Ortal came to the treatment after she returned to Israel and closed herself up in Hadera for days, finding it difficult to sleep at night and function. The emotional pain was so great that all she wanted was to die, just to silence the thoughts. During the treatment, a shaky journey went back to that taxi, to her friend’s blood-soaked scream for a walk. Her body experiences the trauma again. She shared with the caregivers how she had been tied to a chair with her face covered with a black sack, how she feared fo
r her life, and how, in the end, she had been able to free herself from her captors. Ecstasy, she says, actually saved her life for the second time.

The meetings in the film, produced by Tsafrir Kochanovsky and Miri Ezra, were filmed for research purposes and only later were transferred to Gil Karni. He himself was not present at the meetings. “The film was born out of a desire and mission of people to share materials to give hope that there is a way out of post-trauma,” he says. “I wanted to make a film about combat soldiers, and that’s how I got to the guys I knew and treated with medical cannabis, and one of them told me that he was undergoing an MDMA trial, I did not know what that was. “Six months passed and a good day, the ambulance driver called, and when I entered the subject, I did not know that our country was so afflicted with post-traumatic stressors.”

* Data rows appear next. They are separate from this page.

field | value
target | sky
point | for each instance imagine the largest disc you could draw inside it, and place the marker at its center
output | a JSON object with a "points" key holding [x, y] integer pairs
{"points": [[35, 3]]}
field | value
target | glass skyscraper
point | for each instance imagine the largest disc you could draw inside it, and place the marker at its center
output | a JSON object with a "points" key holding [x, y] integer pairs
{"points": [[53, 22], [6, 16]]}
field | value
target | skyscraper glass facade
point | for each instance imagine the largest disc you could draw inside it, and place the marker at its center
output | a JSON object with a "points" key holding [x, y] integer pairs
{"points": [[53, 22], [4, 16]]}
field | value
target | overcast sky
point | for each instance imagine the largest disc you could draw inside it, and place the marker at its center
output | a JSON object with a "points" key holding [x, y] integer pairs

“The stages of the kidnapping in the warehouse made me want to say ‘Kat’, that it will be over.” It was hard to work with the materials of the reconstructions, and during the editing phase we watched hours and hours of sessions, and we saw a lot of hard and revealing materials. “My goal in the film was to pass on the knowledge I was exposed to, and I feel that I am a messenger who documented and can bring the message to many people who need information.”